C’est d’Israël que nous parviennent probablement les images les plus justes et les plus objectives du conflit. Après Checkpoint de Yoav Shamir l’an dernier, voici donc Pour un seul de mes deux yeux, nouveau documentaire qui ajoute à la teneur ultraréaliste des documents filmés (du pris sur le vif autrement moins ambigu que dans le récent Paradise now) plusieurs propositions décisives. A l’enchaînement brut de rushes pris en divers checkpoints du film de Shamir, Mograbi ajoute plusieurs effets de décalage et une mise en perspective non moins passionnante. En convoquant les mythes de Samson et Massada tout d’abord, filmant divers touristes israëliens dans leur rapport à l’histoire et au pays. En prenant une décision incongrue ensuite, choix sur le fil de filmer une conversation téléphonique entre lui, le cinéaste, et un Palestinien vivant dans la misère des territoires.
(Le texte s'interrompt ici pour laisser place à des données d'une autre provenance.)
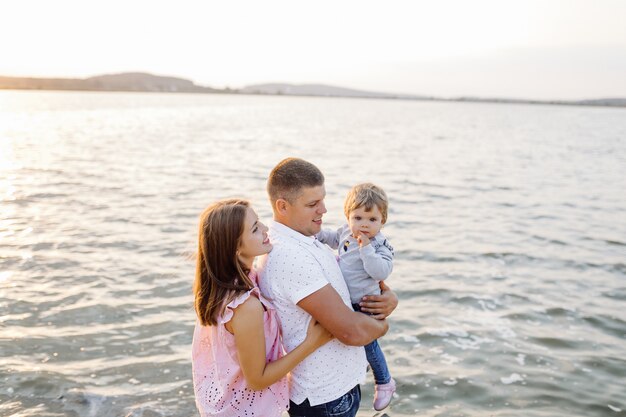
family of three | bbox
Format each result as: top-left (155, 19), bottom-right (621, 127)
top-left (192, 158), bottom-right (398, 417)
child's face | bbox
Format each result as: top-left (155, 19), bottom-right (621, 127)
top-left (348, 205), bottom-right (383, 238)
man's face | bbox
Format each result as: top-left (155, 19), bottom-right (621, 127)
top-left (285, 185), bottom-right (327, 236)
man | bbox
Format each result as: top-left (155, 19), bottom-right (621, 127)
top-left (259, 158), bottom-right (398, 417)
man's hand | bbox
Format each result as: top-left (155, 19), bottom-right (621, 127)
top-left (359, 281), bottom-right (398, 320)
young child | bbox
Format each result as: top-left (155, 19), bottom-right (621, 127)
top-left (316, 183), bottom-right (396, 411)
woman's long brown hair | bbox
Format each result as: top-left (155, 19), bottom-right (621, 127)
top-left (193, 199), bottom-right (254, 326)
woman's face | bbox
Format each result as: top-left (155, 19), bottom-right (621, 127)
top-left (237, 207), bottom-right (272, 268)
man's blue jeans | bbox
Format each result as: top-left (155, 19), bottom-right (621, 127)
top-left (352, 304), bottom-right (391, 385)
top-left (289, 385), bottom-right (361, 417)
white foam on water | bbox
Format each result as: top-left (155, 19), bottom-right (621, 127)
top-left (427, 327), bottom-right (469, 337)
top-left (500, 373), bottom-right (524, 385)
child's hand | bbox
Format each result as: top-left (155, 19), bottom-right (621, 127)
top-left (305, 319), bottom-right (334, 350)
top-left (356, 233), bottom-right (370, 248)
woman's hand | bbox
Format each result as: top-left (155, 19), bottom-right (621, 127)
top-left (305, 318), bottom-right (334, 350)
top-left (359, 281), bottom-right (398, 320)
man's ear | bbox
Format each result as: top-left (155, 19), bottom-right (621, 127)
top-left (274, 198), bottom-right (289, 216)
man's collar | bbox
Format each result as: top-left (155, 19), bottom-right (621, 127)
top-left (268, 220), bottom-right (315, 245)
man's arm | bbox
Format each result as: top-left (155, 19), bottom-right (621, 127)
top-left (298, 284), bottom-right (389, 346)
top-left (358, 281), bottom-right (398, 320)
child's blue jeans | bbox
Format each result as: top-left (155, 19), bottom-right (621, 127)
top-left (352, 304), bottom-right (391, 385)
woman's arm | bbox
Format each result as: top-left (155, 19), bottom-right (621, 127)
top-left (226, 297), bottom-right (332, 390)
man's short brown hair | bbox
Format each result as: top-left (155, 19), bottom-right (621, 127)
top-left (343, 182), bottom-right (389, 224)
top-left (267, 158), bottom-right (324, 207)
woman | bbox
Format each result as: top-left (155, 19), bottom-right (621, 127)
top-left (192, 200), bottom-right (332, 417)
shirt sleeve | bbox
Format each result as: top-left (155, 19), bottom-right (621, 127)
top-left (315, 227), bottom-right (343, 249)
top-left (359, 239), bottom-right (393, 281)
top-left (266, 245), bottom-right (329, 304)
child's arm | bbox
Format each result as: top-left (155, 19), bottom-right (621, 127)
top-left (315, 226), bottom-right (345, 249)
top-left (226, 297), bottom-right (333, 390)
top-left (359, 237), bottom-right (393, 281)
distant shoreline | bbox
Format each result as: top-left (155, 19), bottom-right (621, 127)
top-left (0, 73), bottom-right (626, 108)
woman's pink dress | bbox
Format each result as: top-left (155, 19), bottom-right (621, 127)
top-left (191, 275), bottom-right (289, 417)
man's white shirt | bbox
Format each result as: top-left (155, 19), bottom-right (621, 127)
top-left (258, 221), bottom-right (367, 406)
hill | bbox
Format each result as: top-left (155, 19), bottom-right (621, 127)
top-left (0, 72), bottom-right (225, 93)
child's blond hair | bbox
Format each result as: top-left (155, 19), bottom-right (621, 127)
top-left (343, 182), bottom-right (389, 224)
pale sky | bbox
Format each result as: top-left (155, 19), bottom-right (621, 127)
top-left (0, 0), bottom-right (626, 99)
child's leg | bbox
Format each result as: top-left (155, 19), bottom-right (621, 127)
top-left (365, 340), bottom-right (391, 385)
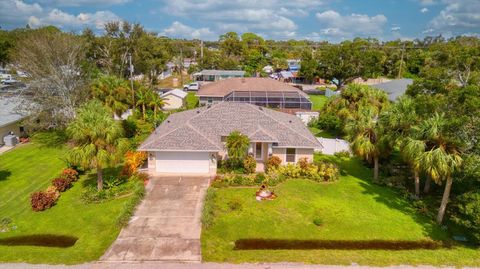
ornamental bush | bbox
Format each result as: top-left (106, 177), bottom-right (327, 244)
top-left (265, 156), bottom-right (282, 173)
top-left (52, 177), bottom-right (71, 192)
top-left (243, 155), bottom-right (257, 174)
top-left (30, 191), bottom-right (58, 211)
top-left (60, 168), bottom-right (78, 182)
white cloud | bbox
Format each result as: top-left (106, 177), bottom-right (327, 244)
top-left (162, 0), bottom-right (324, 39)
top-left (28, 9), bottom-right (120, 30)
top-left (0, 0), bottom-right (43, 27)
top-left (315, 10), bottom-right (387, 41)
top-left (419, 0), bottom-right (436, 6)
top-left (39, 0), bottom-right (131, 7)
top-left (160, 21), bottom-right (217, 40)
top-left (429, 0), bottom-right (480, 36)
top-left (0, 0), bottom-right (122, 31)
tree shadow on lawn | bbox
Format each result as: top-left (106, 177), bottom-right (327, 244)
top-left (329, 158), bottom-right (448, 240)
top-left (0, 170), bottom-right (12, 181)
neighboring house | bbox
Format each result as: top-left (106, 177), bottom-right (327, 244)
top-left (138, 102), bottom-right (321, 175)
top-left (160, 89), bottom-right (187, 110)
top-left (372, 78), bottom-right (413, 102)
top-left (315, 137), bottom-right (350, 155)
top-left (193, 70), bottom-right (245, 81)
top-left (295, 111), bottom-right (320, 125)
top-left (0, 97), bottom-right (25, 145)
top-left (197, 78), bottom-right (312, 110)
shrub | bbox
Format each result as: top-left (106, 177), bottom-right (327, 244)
top-left (227, 198), bottom-right (242, 211)
top-left (452, 192), bottom-right (480, 243)
top-left (52, 177), bottom-right (71, 192)
top-left (202, 188), bottom-right (217, 229)
top-left (30, 191), bottom-right (58, 211)
top-left (60, 168), bottom-right (78, 182)
top-left (254, 173), bottom-right (266, 184)
top-left (45, 186), bottom-right (60, 201)
top-left (333, 150), bottom-right (351, 158)
top-left (313, 217), bottom-right (323, 226)
top-left (297, 157), bottom-right (310, 171)
top-left (122, 151), bottom-right (148, 176)
top-left (278, 163), bottom-right (302, 178)
top-left (265, 156), bottom-right (282, 173)
top-left (243, 155), bottom-right (257, 174)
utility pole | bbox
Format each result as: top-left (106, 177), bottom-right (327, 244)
top-left (200, 40), bottom-right (203, 66)
top-left (128, 53), bottom-right (135, 114)
top-left (398, 43), bottom-right (405, 78)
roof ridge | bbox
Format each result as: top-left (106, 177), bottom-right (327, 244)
top-left (256, 104), bottom-right (318, 147)
top-left (185, 118), bottom-right (220, 150)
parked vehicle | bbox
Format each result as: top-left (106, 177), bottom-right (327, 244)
top-left (183, 82), bottom-right (200, 91)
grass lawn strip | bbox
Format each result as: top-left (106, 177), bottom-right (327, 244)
top-left (0, 144), bottom-right (142, 264)
top-left (202, 156), bottom-right (480, 266)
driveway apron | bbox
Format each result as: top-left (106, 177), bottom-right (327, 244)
top-left (101, 176), bottom-right (209, 262)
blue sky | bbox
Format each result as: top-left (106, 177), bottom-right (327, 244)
top-left (0, 0), bottom-right (480, 42)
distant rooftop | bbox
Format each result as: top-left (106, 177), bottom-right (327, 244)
top-left (0, 97), bottom-right (25, 127)
top-left (372, 78), bottom-right (413, 101)
top-left (193, 70), bottom-right (245, 77)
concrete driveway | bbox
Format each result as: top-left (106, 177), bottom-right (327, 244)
top-left (101, 176), bottom-right (209, 262)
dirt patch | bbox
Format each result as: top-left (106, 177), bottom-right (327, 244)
top-left (234, 239), bottom-right (447, 250)
top-left (0, 234), bottom-right (78, 248)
Tout cela crée un film étrange, dont le risque évident serait de tendre au kaléidoscope (toutes les voix, dans chaque camp, représentées dans le film, jusqu’à la scène sans fard du concert d’extrémistes juifs). Mais Mograbi, grand cinéaste, tend le film comme une flèche et l’empêche de flotter dans cette constellation anarchique de paroles et de voix, ouvrant par une construction rigoureuse à la notion de recueil : recueil historique et géographique de traces du contemporain qui, mises ainsi en perspective et en mouvement, agissent comme parade contre la simplification et le manichéisme dont les médias font preuve pour résumer le conflit israélo-palestinien. Pas le moindre doute ici quant à a situation tragique des Palestiniens, filmés dans la frontalité des humiliations quotidiennes, mais simultanément cette apport d’une ambiguïté féconde : par la multiplicité des paroles, mais aussi par ce retour constant du film vers le questionnement de la démocratie.
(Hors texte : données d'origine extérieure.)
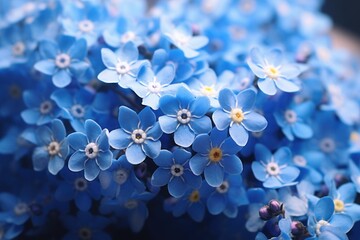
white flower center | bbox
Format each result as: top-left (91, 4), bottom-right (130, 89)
top-left (266, 162), bottom-right (280, 176)
top-left (293, 155), bottom-right (307, 167)
top-left (148, 79), bottom-right (161, 93)
top-left (114, 169), bottom-right (129, 185)
top-left (200, 86), bottom-right (217, 97)
top-left (284, 110), bottom-right (297, 123)
top-left (116, 61), bottom-right (130, 75)
top-left (131, 129), bottom-right (146, 144)
top-left (55, 53), bottom-right (71, 69)
top-left (170, 164), bottom-right (184, 177)
top-left (85, 142), bottom-right (99, 159)
top-left (124, 199), bottom-right (139, 209)
top-left (230, 108), bottom-right (245, 123)
top-left (216, 181), bottom-right (229, 193)
top-left (70, 104), bottom-right (85, 118)
top-left (47, 141), bottom-right (60, 156)
top-left (265, 66), bottom-right (280, 80)
top-left (176, 109), bottom-right (191, 124)
top-left (74, 178), bottom-right (88, 192)
top-left (172, 31), bottom-right (191, 46)
top-left (320, 138), bottom-right (336, 153)
top-left (315, 220), bottom-right (330, 235)
top-left (14, 203), bottom-right (29, 216)
top-left (39, 100), bottom-right (53, 115)
top-left (12, 42), bottom-right (26, 56)
top-left (121, 31), bottom-right (136, 43)
top-left (78, 20), bottom-right (94, 33)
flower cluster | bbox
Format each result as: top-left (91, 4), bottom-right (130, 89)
top-left (0, 0), bottom-right (360, 240)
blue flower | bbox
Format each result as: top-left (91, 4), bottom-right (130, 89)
top-left (212, 88), bottom-right (267, 146)
top-left (329, 181), bottom-right (360, 222)
top-left (247, 48), bottom-right (304, 95)
top-left (164, 25), bottom-right (209, 58)
top-left (251, 144), bottom-right (300, 188)
top-left (54, 170), bottom-right (101, 212)
top-left (32, 119), bottom-right (69, 175)
top-left (308, 197), bottom-right (353, 239)
top-left (159, 87), bottom-right (211, 147)
top-left (274, 101), bottom-right (315, 141)
top-left (109, 106), bottom-right (162, 164)
top-left (68, 119), bottom-right (113, 181)
top-left (189, 128), bottom-right (243, 187)
top-left (129, 64), bottom-right (180, 110)
top-left (151, 148), bottom-right (201, 198)
top-left (21, 82), bottom-right (61, 125)
top-left (51, 89), bottom-right (94, 132)
top-left (0, 192), bottom-right (30, 225)
top-left (98, 42), bottom-right (144, 88)
top-left (99, 155), bottom-right (145, 198)
top-left (34, 35), bottom-right (89, 88)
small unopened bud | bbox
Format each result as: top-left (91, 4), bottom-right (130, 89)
top-left (291, 221), bottom-right (306, 236)
top-left (259, 205), bottom-right (272, 221)
top-left (269, 199), bottom-right (283, 216)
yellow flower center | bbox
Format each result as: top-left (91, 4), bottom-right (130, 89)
top-left (266, 66), bottom-right (280, 80)
top-left (209, 147), bottom-right (222, 162)
top-left (334, 199), bottom-right (345, 212)
top-left (230, 108), bottom-right (244, 123)
top-left (189, 190), bottom-right (200, 203)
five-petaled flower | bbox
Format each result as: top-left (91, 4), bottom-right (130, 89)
top-left (109, 106), bottom-right (162, 164)
top-left (68, 119), bottom-right (113, 181)
top-left (212, 88), bottom-right (267, 146)
top-left (247, 48), bottom-right (305, 95)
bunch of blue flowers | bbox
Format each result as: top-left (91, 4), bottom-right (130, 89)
top-left (0, 0), bottom-right (360, 240)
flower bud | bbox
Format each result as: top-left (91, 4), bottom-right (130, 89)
top-left (259, 205), bottom-right (272, 221)
top-left (269, 199), bottom-right (283, 216)
top-left (291, 221), bottom-right (306, 236)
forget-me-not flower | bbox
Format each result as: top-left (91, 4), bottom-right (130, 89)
top-left (151, 148), bottom-right (201, 198)
top-left (68, 119), bottom-right (113, 181)
top-left (129, 64), bottom-right (180, 110)
top-left (251, 144), bottom-right (300, 188)
top-left (247, 48), bottom-right (304, 95)
top-left (32, 119), bottom-right (69, 175)
top-left (212, 88), bottom-right (267, 146)
top-left (190, 128), bottom-right (243, 187)
top-left (159, 87), bottom-right (211, 147)
top-left (34, 35), bottom-right (89, 88)
top-left (109, 106), bottom-right (162, 164)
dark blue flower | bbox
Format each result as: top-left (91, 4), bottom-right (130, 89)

Lorsqu’il s’approche des recrues de Tsahal, le cinéaste joue de son statut citoyen et pousse les questions du droit et du non-droit dans leurs ultimes retranchements : attentes grotesques de missives ou d’informations confirmant ou infirmant l’interdiction de filmer les checkpoints, silences lourds, explosion des nerfs, rupture soudain quand se confirme son droit d’être là, en train de filmer, spectateur de sa propre impuissance à intervenir (la séquence de la fin). Beau film sur cette impuissance, justement, à rendre la complexité d’une situation qui dépasse avant tout ses garde-fous, et qui plutôt que de se rendre à la réduction, préfère plonger dans un abîme de questionnements ouverts sur la nuit : cette complexité questionne force et faiblesse de ce qui fonde, envers et contre tout, un espace démocratique -précieux détail qu’on a souvent tendance à occulter. Le choc du Festival de Cannes 2005.